Abo-Inhalt03.01.2022427 Min. LesedauerVon RiOLG Andreas Kohlenberg, Celle

| Ein nicht sorgeberechtigter Elternteil ist bei Namensübereinstimmung mit seinem Kind berechtigt, Beschwerde gegen die familiengerichtliche Genehmigung einer vom Vormund beabsichtigten Antragstellung im öffentlich-rechtlichen Namensänderungsverfahren nach § 2 Abs. 1 NamÄndG (z. B. Einbenennung in den Namen der Pflegefamilie) zu erheben. |

1. Beschwerdeberechtigung

Gem. § 59 Abs. 1 FamFG steht die Beschwerde demjenigen zu, der durch den angefochtenen Beschluss in seinen Rechten beeinträchtigt ist, wobei es sich um die unmittelbare Beeinträchtigung eines eigenen materiellen Rechts handeln muss. Dazu ein Fall aus der Praxis:

Beispiel nach BGH 8.1.20, XII ZB 478/17, Abruf-Nr. 214486

Die im Dezember 08 bzw. im Mai 10 geborenen Kinder entstammen einer nicht ehelichen Beziehung. Sie tragen den Familiennamen P der Mutter M. Mit Beschluss hat das OLG der M das Aufenthaltsbestimmungsrecht, die Gesundheitssorge sowie das Recht zur Vertretung in sozialrechtlichen Angelegenheiten für beide Kinder entzogen und dem Jugendamt (JA) als Pfleger übertragen. Die Kinder leben als Pflegekinder bei den Eheleuten E. V erkannte die Vaterschaft für beide Kinder an. M und V willigten unwiderruflich in die gemeinschaftliche Annahme der Kinder durch die E ein. Die Adoptionseinwilligungen wurden durch Zeitablauf kraftlos. Später beantragte das JA, die elterliche Sorge für die Kinder auf sich zu übertragen. Durch Beschluss bestellte das AG das JA im Wege einstweiliger Anordnung zu deren Vormund. Das JA beantragte erfolgreich die familiengerichtliche Genehmigung für ein Verfahren nach dem NamÄndG, um den Familiennamen der Kinder in E ändern zu lassen. Die Beschwerde der M dagegen war erfolglos, ihre Rechtsbeschwerde führte zur Aufhebung und Zurückverweisung.

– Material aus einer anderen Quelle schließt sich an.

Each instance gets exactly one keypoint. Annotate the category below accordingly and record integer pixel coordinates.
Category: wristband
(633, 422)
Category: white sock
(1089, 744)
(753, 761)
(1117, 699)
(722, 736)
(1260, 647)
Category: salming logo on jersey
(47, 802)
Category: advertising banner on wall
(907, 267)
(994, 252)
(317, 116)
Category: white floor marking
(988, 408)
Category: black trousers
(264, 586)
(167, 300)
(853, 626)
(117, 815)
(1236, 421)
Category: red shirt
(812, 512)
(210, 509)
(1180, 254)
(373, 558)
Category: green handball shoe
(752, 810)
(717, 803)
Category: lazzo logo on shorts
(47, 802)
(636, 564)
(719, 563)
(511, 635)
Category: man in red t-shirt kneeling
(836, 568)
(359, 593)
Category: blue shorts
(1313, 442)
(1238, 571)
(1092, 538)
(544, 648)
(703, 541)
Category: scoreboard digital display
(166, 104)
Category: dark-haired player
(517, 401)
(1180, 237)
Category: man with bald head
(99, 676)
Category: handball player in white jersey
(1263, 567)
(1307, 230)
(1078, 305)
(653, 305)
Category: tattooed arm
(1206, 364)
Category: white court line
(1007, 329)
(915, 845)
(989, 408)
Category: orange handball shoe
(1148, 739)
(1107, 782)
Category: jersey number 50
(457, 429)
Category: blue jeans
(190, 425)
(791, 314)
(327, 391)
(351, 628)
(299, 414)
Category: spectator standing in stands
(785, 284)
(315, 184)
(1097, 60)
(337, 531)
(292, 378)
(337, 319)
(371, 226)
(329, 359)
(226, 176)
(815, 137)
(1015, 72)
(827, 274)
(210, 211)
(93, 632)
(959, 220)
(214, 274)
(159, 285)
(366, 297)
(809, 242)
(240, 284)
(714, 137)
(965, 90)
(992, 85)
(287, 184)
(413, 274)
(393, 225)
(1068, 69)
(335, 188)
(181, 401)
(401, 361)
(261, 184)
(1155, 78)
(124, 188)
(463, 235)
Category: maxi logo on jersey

In Kindschaftssachen ist das Recht der leiblichen Eltern i. d. R. bei Eingriffen in das Sorgerecht unmittelbar beeinträchtigt. Im Beispiel war die M Inhaberin der elterlichen Sorge, soweit ihr diese nicht in Teilbereichen entzogen worden war. Mit der Einwilligung der M in die Annahme der Kinder durch die E ruhte die elterliche Sorge aber gem. § 1751 Abs. 1 S. 1 BGB in den Teilbereichen, die ihr noch verblieben waren; insoweit trat gem. § 1751 Abs. 1 S. 2 BGB kraft Gesetzes Amtsvormundschaft durch das JA ein (sog. Adoptionsvormundschaft). Die Pflegschaft blieb davon unberührt, § 1751 Abs. 1 S. 3 BGB. Nachdem die Einwilligung in die Adoption gem. § 1750 Abs. 4 S. 2 BGB kraftlos geworden war, fiel der Grund für das Ruhen der elterlichen Sorge zwar weg. Dies ließ aber nicht die elterliche Sorge wiederaufleben, soweit sie der M zugestanden hatte. Vielmehr blieb die Adoptionsvormundschaft des JA bestehen, bis das FamG gem. § 1751 Abs. 3 BGB über die „Rückübertragung“ der elterlichen Sorge auf die M entschieden hatte. Der Beschluss, das JA zum Vormund zu bestellen, stellte dessen Vormundschaft auf eine neue Grundlage. Der M wurde die Sorge entzogen und auf den Vormund übertragen. Damit endete die Pflegschaft, § 1918 BGB.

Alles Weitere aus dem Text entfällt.